Эхнатон посмотрел на нее глазами, полными благодарности. Потом снова нахмурился и сварливо спросил:
— Ты тоже считаешь, что чума — это наказание за ересь?
Она ждала подобного вопроса и ответила не задумываясь:
— Нет, государь, это происки врагов, желающих сломить волю вашего величества. Желающих вернуть власть своим богам и золото своей казне. Глупцы, они не знают, что пытаются запугать высшее существо.
Почерневшее от горя лицо Эхнатона как будто просветлело. Одновременно в нем появилось что-то жесткое и решительное.
— Враги будут повергнуты без всяческой пощады. Земля вздрогнет от моего гнева.
И действительно, Египет содрогнулся. Такого еще не бывало от начала времен. Отряды воинов громили храмы древних богов, стирали их имена со стен. Даже имени своего отца, Аменхотепа, не пощадил властитель из-за того, что в имени этом упоминался фиванский покровитель Амон. Только имена Атона, бога-солнца Ра и истины Маат разрешалось произносить вслух. Поклонение старым богам каралось смертной казнью. В фанатичном экстазе Эхнатон запретил даже слово «бог». Отныне Атон именовался Отцом, а сам фараон — божественным Сыном. Одно неосторожно оброненное слово могло стать для любого, даже самого высокопоставленного лица, смертным приговором. Полетели головы верховного жреца Амона и его ближайших сподвижников. Огромные богатства были конфискованы в пользу храма Атона, а семьи казненных жрецов и вельмож пущены по миру.

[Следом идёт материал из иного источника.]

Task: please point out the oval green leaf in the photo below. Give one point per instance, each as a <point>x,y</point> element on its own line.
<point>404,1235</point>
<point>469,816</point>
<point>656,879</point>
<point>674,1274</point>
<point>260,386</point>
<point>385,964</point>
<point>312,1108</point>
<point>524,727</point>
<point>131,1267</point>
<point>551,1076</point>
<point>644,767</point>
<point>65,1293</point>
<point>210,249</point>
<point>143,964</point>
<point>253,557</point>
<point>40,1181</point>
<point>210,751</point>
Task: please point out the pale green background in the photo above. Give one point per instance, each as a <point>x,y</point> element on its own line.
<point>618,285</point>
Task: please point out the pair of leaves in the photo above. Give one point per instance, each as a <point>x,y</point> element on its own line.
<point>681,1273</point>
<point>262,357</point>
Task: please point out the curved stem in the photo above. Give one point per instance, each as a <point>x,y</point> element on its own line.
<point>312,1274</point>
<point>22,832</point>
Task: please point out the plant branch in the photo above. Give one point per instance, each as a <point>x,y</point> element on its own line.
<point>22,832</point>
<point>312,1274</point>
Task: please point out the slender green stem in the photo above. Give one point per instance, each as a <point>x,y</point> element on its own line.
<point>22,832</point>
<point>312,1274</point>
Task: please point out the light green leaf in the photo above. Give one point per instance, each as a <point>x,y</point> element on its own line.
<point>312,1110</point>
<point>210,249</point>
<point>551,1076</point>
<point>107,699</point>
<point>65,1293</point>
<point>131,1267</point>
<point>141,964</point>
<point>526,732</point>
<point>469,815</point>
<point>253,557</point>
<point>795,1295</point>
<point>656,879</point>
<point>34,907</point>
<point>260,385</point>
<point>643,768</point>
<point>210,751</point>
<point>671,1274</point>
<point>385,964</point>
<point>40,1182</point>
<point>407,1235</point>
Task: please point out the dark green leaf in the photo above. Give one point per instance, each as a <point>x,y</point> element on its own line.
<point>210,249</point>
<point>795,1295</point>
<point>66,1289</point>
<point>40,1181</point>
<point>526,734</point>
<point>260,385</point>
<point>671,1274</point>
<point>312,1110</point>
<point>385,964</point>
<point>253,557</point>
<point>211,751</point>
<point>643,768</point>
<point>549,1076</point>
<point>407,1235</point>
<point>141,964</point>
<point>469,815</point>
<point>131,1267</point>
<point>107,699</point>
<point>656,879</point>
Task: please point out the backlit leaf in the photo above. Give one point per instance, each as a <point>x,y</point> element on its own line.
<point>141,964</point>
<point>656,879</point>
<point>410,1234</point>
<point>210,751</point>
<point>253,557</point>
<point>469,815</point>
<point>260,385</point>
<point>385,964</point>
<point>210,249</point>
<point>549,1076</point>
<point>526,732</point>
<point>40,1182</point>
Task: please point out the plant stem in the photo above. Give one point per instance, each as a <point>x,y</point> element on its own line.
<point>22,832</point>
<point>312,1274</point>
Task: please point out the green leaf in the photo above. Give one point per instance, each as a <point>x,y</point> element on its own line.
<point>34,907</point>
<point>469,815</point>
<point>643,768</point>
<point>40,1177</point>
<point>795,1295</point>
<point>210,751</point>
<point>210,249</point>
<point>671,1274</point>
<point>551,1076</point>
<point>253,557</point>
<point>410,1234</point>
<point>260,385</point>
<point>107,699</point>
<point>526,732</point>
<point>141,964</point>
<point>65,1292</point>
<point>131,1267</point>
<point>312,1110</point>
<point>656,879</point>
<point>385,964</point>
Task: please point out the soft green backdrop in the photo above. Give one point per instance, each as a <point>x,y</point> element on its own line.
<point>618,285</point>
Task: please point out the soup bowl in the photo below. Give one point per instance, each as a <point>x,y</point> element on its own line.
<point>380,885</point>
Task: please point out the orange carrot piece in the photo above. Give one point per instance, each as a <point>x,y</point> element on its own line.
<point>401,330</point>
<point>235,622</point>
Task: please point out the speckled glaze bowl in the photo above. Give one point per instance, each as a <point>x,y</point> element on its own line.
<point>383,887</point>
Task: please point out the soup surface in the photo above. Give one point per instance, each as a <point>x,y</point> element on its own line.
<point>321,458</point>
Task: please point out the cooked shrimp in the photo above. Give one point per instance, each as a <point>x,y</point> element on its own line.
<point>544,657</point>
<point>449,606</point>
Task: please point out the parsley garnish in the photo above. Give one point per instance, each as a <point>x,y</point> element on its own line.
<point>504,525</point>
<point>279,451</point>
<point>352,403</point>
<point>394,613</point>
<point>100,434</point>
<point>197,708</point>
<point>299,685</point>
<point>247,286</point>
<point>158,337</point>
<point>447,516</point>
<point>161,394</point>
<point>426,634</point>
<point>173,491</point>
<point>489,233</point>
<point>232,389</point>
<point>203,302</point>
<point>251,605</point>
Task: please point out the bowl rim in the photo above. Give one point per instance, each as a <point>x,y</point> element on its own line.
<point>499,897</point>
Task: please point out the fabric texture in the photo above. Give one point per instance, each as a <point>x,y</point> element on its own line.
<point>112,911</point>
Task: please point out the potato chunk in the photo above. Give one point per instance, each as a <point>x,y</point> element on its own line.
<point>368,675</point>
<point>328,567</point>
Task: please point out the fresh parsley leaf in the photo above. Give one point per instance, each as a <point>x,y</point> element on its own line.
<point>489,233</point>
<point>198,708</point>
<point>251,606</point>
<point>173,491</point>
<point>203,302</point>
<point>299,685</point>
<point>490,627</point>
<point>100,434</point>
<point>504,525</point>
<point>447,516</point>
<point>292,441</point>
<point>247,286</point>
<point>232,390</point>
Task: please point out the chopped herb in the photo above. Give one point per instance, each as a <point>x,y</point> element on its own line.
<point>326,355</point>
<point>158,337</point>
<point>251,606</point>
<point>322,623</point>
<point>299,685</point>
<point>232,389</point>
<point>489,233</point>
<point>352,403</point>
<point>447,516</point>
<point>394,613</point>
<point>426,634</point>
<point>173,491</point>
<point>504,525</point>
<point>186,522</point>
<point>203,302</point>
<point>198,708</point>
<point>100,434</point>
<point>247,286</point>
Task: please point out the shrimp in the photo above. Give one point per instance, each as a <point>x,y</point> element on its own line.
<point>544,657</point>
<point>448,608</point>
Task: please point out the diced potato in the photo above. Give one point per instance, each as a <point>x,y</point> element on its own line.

Кийя жила теперь в главном дворце. В первое время ее по-прежнему мучили приступы ревнивого бешенства. В этих стенах все кричало о присутствии соперницы. Стены были расписаны ее именем, на многочисленных барельефах ее портрет был всегда рядом с портретами Эхнатона и дочерей. Всюду были изображены сцены их семейной жизни, лишенные торжественности и помпезности, свойственной древнему искусству Египта. Сцены были простые, милые, узнаваемые, но Кийю как раз это и злило больше всего. Слишком уж похожи на жизнь, слишком непосредственны были эти картины, картины чужого счастья с ее единственным господином. Вот Эхнатон целует Нефертити, а вокруг резвятся дочки. Вот она сидит у него на коленях и беззаботно болтает ногами. Вот они играют с дочерьми и дарят им украшения. Вот они, вместе с покойной царицей Тии, обедают жареной уткой и фруктами. И это не считая официальных картин, где Нефертити сидит в троне рядом с фараоном, принимает послов, охотится и служит Атону. «Она, везде она, она, она!..» Кийя хотела бы стереть все эти картины, уничтожить ненавистное имя, но не решалась даже заикнуться об этом при Эхнатоне.
Однако со временем ярость прошла, и Кийя иногда даже ловила себя на жалости к бывшей сопернице. «Страшно подумать, — размышляла она, — быть на протяжении долгого времени всем и в одночасье стать никем». От этих мыслей становилось неуютно, и Кийя предпочитала гнать их подальше, чтобы не примерять на себя.